Tess swept toward him with the feline stride of a nineteenth-century seductress. I followed—not out of moral support, but because there was no way I was missing the show.
“Hi,” Tess said, tilting her head just so, flashing the smile that—at least in theory—should disarm any cursed musician.
The man grunted. Not a “hi,” not even an “eh?”—just a low, mechanical rumble, like a fridge about to die.
She pressed on. “Your solo… haunting.”
Another grunt, this time paired with a slow blink.
She brushed his arm lightly. “You know, the way you hold the sax… almost sensual.”
Grunt. He sipped his gin as if her words were nothing but background noise.
Tess straightened, shot me a look—I knew she was recalibrating. She leaned across the bar, ordered him another gin, and slid it into his hand.
He downed it in one swallow. Then held his empty hand out toward the bar, like a robot signaling for fuel.
Tess ordered another. Same scene: one gulp, empty hand, vacant stare.
By the third round, she turned to me, lit up as if she’d cracked the code of the universe .
“Bea, I’ve got it.”
“What, that he’s basically a sink?”
“You pour gin into him and he’ll follow you anywhere. If you set down a glass every hundred yards, you could lead him all the way to China.”
“Like a drunken Hansel and Gretel breadcrumb trail.”
The man grunted again, this time inquisitively, as if asking whether the next gin was en route.
Tess stood, crossed to the register where a row of tired little mini-bottles glimmered like weary soldiers. She grabbed one of gin, came back, popped the cap, and held it under the saxophonist’s nose. “Come with us, Maestro.”
And just like that, he slid off the stool and followed her meekly between the tables, like a tipsy dachshund.
At the door, the bartender—a bald man in a grease-stained apron with a spoon-shaped scar on his chin—stopped us. “Hey, where you takin’ Bernie?”
“Bernie?” I echoed.
“Yeah. He lives upstairs. We give him a room in exchange for a couple sets a week—when he remembers to play.”
Tess gave him a cherubic smile. “Oh, upstairs? We were just walking him to bed.”
The bartender shrugged and dropped a key into her hand, a relic that looked like it had survived three wars.
We climbed a narrow, groaning staircase, Bernie’s heavy steps dragging behind us. The hallway reeked of damp carpet and mint-scented disinfectant.
We unlocked the door.
Bernie’s room was… let’s say… the meeting point between an abandoned college dorm and the storage unit of an alcoholic junk dealer.
The twin-and-a-half bed took up most of the space, covered with a leopard-print quilt so worn it looked like it had been printed in memory of a leopard who’d died of old age.

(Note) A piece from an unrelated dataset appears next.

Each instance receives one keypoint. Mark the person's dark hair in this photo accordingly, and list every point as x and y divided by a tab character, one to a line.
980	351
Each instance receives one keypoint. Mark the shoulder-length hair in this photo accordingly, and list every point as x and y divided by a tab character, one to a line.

On the nightstand sat five empty gin bottles, one half-full, and a glass where a green olive floated—vintage unknown.
A crooked wardrobe held hostage three Hawaiian shirts, a pair of corduroy trousers, and a beige trench coat that seemed to belong to a detective fired in the ’70s. On top of it, a stack of old vinyl records, all without sleeves, as if Bernie had been using them to prop up a wobbly table leg.
On the walls, the only decoration was a crumpled poster of Lev Mirov, tacked up with two rusty pins and hanging at an angle, as though it too had gotten drunk. Beside it, a 1998 calendar of tropical beaches, frozen on June—probably the last time Bernie had checked the date.
The floor was covered by a gray carpet that had maybe once been beige, but now told the story of every spilled drink and every wet shoe that had walked across it.
The smell was a cocktail of gin, sweat, and that faintly sweet note you get in apartments where curry has been cooked… once, back in 2003.
Bernie crossed the room without a word, collapsed face-first onto the bed, and began snoring in exactly three seconds.
Tess leaned against the doorframe, looking pleased.
“Tess, it’s official,” I said. “This is the first man I’ve seen you take to bed since this whole thing started.”
“And the most romantic,” she shot back. “He didn’t even ask for my number.”